Shively started working at WHEO part-time almost a year ago, after contacting the station about carrying his syndicated radio show and asking if he could help out.
“I actually got a call about three days later and was pretty surprised,” he said.
During his tenure with WHEO, Shively has worked on editing, doing his show and another one he picked up, as well as updating the station’s website and app.
Stirewalt said she decided to leave the position to pursue other ventures.
“She asked the guys there, because they have been there for a long time, and a lot of them were happy doing what they do right now, which is DJ-ing. Then she asked me, and I’ve always wanted to do this.
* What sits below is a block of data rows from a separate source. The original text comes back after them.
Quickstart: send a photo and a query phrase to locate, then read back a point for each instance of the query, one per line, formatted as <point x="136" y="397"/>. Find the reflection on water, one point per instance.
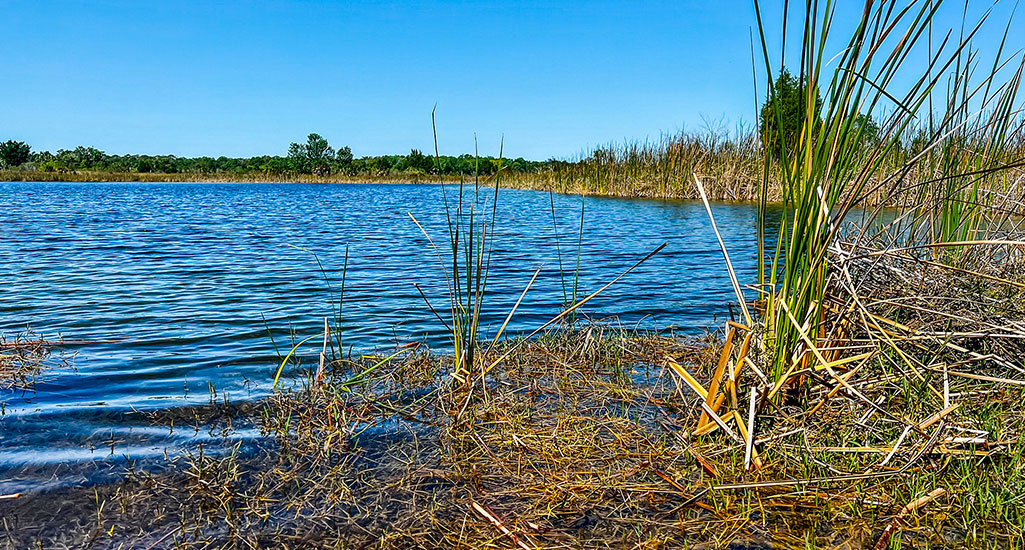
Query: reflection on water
<point x="175" y="281"/>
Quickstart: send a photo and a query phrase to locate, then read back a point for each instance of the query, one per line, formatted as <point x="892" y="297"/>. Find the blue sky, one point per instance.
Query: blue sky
<point x="242" y="79"/>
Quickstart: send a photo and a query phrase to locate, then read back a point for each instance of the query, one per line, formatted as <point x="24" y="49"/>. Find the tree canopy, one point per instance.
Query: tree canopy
<point x="782" y="117"/>
<point x="14" y="154"/>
I was excited it happened so fast, and here we are,” he said.
As the general manager, Shively will be responsible for obtaining sponsorships for shows, helping with special events like the June Bug Hunt, and continuing his work on the website and app.
“Mostly it’s getting with the businesses in the community and us helping each other promote each other,” he said.
Shively’s goal for WHEO is to see the station grow and become more popular while maintaining the sense of community. He said he wants to continue providing good programming and good oldies music that people are interested in hearing.
Shively is also interested in potentially turning the backroom of WHEO into a working museum of old radio equipment. He said the station still has the original mixer from 1959, the original turntables that still work, and several old records laying around.
“It’d be nice to set up a replica station of what it was back in the 1960s for fieldtrips or something like that. I think it’d be neat to hook up some of this old equipment and show kids what it was like before computers,” Shively said.
Shively also plans to continue Stirewalt’s work on obtaining grants for the purchase of a generator and a new roof. He said the type of generator WHEO is trying to get would be able to power the station completely through any type of natural disaster.
“We’d like to be there to provide any information that’s going on in any situation. We have people that live really close to the station that can make it here in five minutes and I can control it remotely,” he said.
Shively grew up in Ferrum and moved to Nashville after high school where he worked as a session musician playing bass for more than 20 years.
After leaving his music career, he moved back to Virginia and began recording radio programs in the evenings after his day job.
In his free time Shively enjoys playing putt-putt, driving along the Blue Ridge Parkway, and hanging out with his two cats.